Auf eine inhaltliche Analyse der Rezeption richtet sich der Fokus des Dissertationsprojekts. Es will aufzeigen, wie diverse Rezipienten des 13. und 14. Jahrhunderts im Kontext bestimmter Fragestellungen und Problemzusammenhänge ihr Verständnis des Arguments entwickeln. Hierzu wird zu untersuchen sein, welche Rolle das Argument in welchen Kontexten übernehmen soll und auf welche Weise diese Rolle sein Verständnis bestimmt.
Eine solche Analyse eröffnet die Möglichkeit, Zusammenhänge zwischen bestimmten Weisen der Deutung des Arguments und bestimmten Fragen und Problemen zu entdecken, deren Beantwortung bzw. Lösung zu einer bestimmten Zeit das Interesse der Philosophen/Theologen auf sich gezogen haben.
Unterschiedliche Deutungen des unum argumentum Anselms lassen sich dann als Konsequenz der Rolle verstehen, die es bei den Antworten und Problemlösungen der Rezipienten übernehmen soll. Und die Akzeptanz oder Nicht-Akzeptanz des Arguments auf Seiten der Rezipienten erklärt sich dann aus ihrer unterschiedlichen Auffassung darüber, ob es die ihm gemäß seiner Deutung zugedachte Rolle übernehmen kann oder nicht. Sieht man von einer expliziten Zustimmung oder Ablehnung ab, so kann die Integration der Deutung des Arguments in die Problemlösung eines Rezipienten als Ausdruck seiner Akzeptanz, eine von der Deutung des Arguments unabhängige Problemlösung eines Rezipienten hingegen als Ausdruck seiner Nicht-Akzeptanz gedeutet werden.
Kathrin Ritzka
Trost: Eine literarisch-theologische Untersuchung
Trost bezeichnet eine Linderung von Schmerz, die das zugrundeliegende Übel nicht eliminiert, aber das Leiden an ihm aufhebt. Bei Trost handelt es sich um ein Zentralmotiv der christlichen Religion, das nicht nur in den biblischen Schriften, sondern auch in der christlichen Tradition vielfältige Verarbeitung und Reflexion erfährt. Seit geraumer Zeit lassen sich Tendenzen einer Devaluation des Trostbegriffs beobachten, die sich in unterschiedlich akzentuierten Trostkritiken widerspiegeln und sich darüber hinaus in semantischen Verschiebungen niederschlagen. Diese Abwertungen betreffen nicht nur christliche oder religiöse Vorstellungen von Trost, sondern richten sich allgemein gegen das Konzept. Im Forschungsprojekt geht es darum, in Auseinandersetzung mit trostkritischen Einwänden ein funktionsfähiges Verständnis von Trost fundamentaltheologisch zu plausibilisieren. Aufschluss darüber soll zunächst eine Untersuchung ausgewählter (gegenwarts-)literarischer Texte geben. In ihnen wird Trostkritik geäußert, dennoch beinhalten sie an der Kritik orientierte Ansätze von Trostangeboten und Tröstungen. Die Spannung, die in diesem Umschlag zwischen Trostkritik und positiver Auseinandersetzung mit Trost auf inhaltlicher und formaler Ebene wirksam wird, soll in einem zweiten Schritt für das theologische Nachdenken über (religiöse) Trostformen fruchtbar gemacht werden.
Jonas Schulte-Eickholt
Pneumatologie im 21. Jahrhundert – Ein ortloser Traktat?
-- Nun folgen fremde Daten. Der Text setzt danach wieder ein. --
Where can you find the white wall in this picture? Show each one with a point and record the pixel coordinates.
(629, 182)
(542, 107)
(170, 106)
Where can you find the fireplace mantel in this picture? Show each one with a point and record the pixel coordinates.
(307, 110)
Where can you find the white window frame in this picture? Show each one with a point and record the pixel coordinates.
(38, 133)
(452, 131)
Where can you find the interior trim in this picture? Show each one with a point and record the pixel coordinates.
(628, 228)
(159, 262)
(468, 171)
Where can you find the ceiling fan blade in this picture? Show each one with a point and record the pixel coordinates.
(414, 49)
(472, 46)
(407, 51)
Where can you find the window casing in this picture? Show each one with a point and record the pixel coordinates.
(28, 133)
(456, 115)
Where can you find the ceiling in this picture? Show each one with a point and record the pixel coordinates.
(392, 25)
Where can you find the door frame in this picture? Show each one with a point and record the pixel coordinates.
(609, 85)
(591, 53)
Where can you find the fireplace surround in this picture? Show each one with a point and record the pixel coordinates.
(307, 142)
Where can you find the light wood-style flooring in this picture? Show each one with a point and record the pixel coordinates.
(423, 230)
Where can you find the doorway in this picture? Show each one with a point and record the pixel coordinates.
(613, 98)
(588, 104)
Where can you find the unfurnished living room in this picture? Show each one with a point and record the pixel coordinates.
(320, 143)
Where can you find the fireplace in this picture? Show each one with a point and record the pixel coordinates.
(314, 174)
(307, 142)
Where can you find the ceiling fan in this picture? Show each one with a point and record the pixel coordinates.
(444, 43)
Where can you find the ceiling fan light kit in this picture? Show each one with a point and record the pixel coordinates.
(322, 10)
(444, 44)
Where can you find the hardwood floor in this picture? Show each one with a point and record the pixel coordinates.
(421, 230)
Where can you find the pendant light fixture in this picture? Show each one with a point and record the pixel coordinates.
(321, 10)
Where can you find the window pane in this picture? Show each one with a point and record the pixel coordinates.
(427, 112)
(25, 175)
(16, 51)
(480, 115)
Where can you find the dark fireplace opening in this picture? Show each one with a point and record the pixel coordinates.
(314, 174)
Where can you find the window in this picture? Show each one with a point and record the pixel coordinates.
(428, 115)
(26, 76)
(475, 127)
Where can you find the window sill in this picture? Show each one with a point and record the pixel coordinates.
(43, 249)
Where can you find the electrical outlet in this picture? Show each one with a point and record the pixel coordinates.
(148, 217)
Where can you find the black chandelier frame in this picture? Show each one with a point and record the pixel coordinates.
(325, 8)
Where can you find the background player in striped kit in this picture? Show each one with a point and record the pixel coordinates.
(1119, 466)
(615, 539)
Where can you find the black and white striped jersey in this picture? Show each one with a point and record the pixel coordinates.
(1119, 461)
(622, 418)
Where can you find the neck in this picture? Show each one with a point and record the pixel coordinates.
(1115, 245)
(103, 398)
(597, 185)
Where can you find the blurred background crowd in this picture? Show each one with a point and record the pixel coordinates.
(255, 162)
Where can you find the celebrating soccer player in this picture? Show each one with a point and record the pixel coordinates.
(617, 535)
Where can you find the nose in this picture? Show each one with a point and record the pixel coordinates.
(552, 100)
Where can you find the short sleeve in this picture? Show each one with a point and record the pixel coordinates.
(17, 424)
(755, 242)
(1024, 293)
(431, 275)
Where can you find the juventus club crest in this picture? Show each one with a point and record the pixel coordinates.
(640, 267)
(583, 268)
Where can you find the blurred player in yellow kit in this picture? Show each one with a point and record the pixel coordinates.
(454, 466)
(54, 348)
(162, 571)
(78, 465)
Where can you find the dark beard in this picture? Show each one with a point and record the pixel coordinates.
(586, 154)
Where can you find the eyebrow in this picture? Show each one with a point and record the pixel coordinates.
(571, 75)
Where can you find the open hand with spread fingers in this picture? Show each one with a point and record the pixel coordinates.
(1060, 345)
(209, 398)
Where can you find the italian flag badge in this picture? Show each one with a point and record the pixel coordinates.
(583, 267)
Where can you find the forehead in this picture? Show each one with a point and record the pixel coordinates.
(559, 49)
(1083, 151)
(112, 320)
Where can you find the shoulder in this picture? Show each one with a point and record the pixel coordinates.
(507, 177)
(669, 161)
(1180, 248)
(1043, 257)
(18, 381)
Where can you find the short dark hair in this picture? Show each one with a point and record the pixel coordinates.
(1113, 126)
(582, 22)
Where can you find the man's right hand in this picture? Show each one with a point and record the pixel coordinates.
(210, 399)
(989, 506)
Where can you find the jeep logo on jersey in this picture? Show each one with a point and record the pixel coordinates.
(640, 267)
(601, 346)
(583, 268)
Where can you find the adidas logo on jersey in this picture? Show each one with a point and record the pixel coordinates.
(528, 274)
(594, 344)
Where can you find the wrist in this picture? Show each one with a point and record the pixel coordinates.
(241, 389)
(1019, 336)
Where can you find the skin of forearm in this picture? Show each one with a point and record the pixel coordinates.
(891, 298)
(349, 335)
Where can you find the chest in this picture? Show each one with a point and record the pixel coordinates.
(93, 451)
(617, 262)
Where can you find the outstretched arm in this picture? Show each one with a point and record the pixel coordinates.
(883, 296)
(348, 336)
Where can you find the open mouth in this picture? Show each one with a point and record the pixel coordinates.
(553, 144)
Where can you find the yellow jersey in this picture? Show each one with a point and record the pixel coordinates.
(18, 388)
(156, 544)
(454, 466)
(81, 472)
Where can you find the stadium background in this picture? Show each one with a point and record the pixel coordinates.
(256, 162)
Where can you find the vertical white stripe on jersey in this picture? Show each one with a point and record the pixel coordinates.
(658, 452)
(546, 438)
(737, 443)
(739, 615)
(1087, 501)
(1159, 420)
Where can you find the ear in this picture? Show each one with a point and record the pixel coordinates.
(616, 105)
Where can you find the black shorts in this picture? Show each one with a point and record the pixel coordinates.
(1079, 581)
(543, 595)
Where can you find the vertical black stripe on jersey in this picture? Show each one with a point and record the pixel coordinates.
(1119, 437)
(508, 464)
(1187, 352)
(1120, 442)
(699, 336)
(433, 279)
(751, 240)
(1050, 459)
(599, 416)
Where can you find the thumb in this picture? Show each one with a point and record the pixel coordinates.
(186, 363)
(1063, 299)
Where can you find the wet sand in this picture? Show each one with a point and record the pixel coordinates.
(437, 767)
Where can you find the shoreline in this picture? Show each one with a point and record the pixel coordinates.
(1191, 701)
Eine Beobachtung zweiter Ordnung
Erkennbar gibt es eine Vielzahl pneumatologischer Ansätze. Dabei scheinen sie sich aufgrund verschiedener Faktoren und hinsichtlich verschiedener Kriterien deutlich voneinander zu unterscheiden. Als Pneumatologie weisen sie eigentlich denselben Gegenstand der Betrachtung auf und dennoch erscheinen die Unterschiede groß; so groß, dass die verschiedenen Ansätze zuweilen disparat wirken. Das wirft die Fragen auf: Ist die Pneumatologie als Traktat ortlos geworden? Wird nicht unter der Annahme desselben Gegenstandes etwas völlig Verschiedenes verhandelt? Wie lassen sich dann, wenn das zutreffend ist, diese Ansätze in ein produktives Gespräch bringen?
Es erscheint sinnvoll, ausgewählte, als paradigmatisch angesehene Pneumatologien anhand einer zu entwickelnden Kriteriologie im Sinne einer Betrachtung zweiter Ordnung auf methodische und systematische Entscheidungen, auf ihr Problembewusstsein sowie auf ihre Struktur und Funktion hin zu untersuchen und so Unterschiede und Gemeinsamkeiten herauszuarbeiten. Eine entsprechende Rekonstruktions- und Analyseleistung soll helfen die aktuelle Situation theologischer Pneumatologie besser verstehen zu können und sich vor einer Ab- oder Aufblendung hinsichtlich des eigenen systematischen Ansatzes der ihr zugrundliegenden Strukturen bewusst zu werden. Denn – so die Annahme des Autors – nur wenn ein Wissen um diese Unterschiede der entsprechenden Pneumatologien im Hinblick auf ihre jeweilige Struktur und Funktion besteht, kann die weitere Debatte sinnvoll geführt werden.
Thomas Sunderkamp
Die Gestalt des Logos
Ein Beitrag zur altkirchlichen Christologie des Nestorius und ihre Resonanz im Gestaltbegriff bei Hans Urs von Balthasar
Die in vier Teilen konzipierte Arbeit bemüht sich zunächst um eine ausgewogene Rekonstruktion der dogmengeschichtlichen Entwicklungen bis hin zum Konzil von Ephesus, wobei hier der Fokus des erkenntnisleitenden Interesses immer auf dem christologischen Entwurf des Nestorius liegt.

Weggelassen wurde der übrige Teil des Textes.